Then read this book!
The by-line title of this novel should read: horribly hard work is good for you.
And it is true.
Now the actual by-line is: A story of a marriage.
That is why I decided to pick it up. Romance among lusty singles is not hard to write.
Describing loyal, tough,committed love while tethered to an imperfect, selfish human being is something altogether different.
The first two chapter are tough; very depressing in that I-guess-every-one-is-going-to-die-a-hideous-painful-death-in-this-book, kinda depressing.
I almost gave up.
I do not have time to be more depressed.
If you keep with it, like I did, you will get immersed into the story of Julie Harmon, which is ultimately a wise and hopeful story, despite a lot of sadness and injustice.
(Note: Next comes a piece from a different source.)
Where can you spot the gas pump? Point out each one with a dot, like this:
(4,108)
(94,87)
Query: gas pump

Part of this reads almost like an adult Laura Ingalls Wilder book in that author Robert Morgan goes into great detail what a self-sufficient homestead in the 19th century looks like.
Part of this reads almost like a turn of the century Hemingway novel with its minimal, poetic sentences about the realities of love and life.
Part of this reads like a Leif Enger novel as it examines what a genuine lived out faith in God looks like on a person, without being a preachy, religious book.
Note: this is not a Christian publication it is novel that simply examines faith.
Gap Creek, though being primarily about Julie has a terrific cast of characters. From a mother in law you wish you could slap, to the scary town drunk, to a spoiled little sister who flirts with your husband, to crafty con artists who steal your money, to preachers who actually show up and care, and of course her husband who despite being "the man of the house"has a whole lot of growing up to do.
I would say that the theme of the novel is:
Hard work in an unjust world full of suffering is its own reward, but one has to fight just as hard as one works, to keep having hope in the bigger, brighter, higher things orchestrating life in this world.
My favorite passage:
"As the preacher spoke I seen how it was such a little thing to be humble and to accept the gift of life, to face the future, to look at the future calmly. It was different from speaking in tongues, and it was different from the kind of frenzy and rapture you hear about. It was the still, small voice I wanted to hear. I didn't want to be wrenched-apart by feeling. I wanted to be calm and open and wise as the light on New Year's morning. "
The last three sentences especially I want to paste on a wall in my house.
This book would make a terrific book club.
Plus, it is already has the official Oprah seal of approval, so I am sure there is ton of online book discussion fodder out there.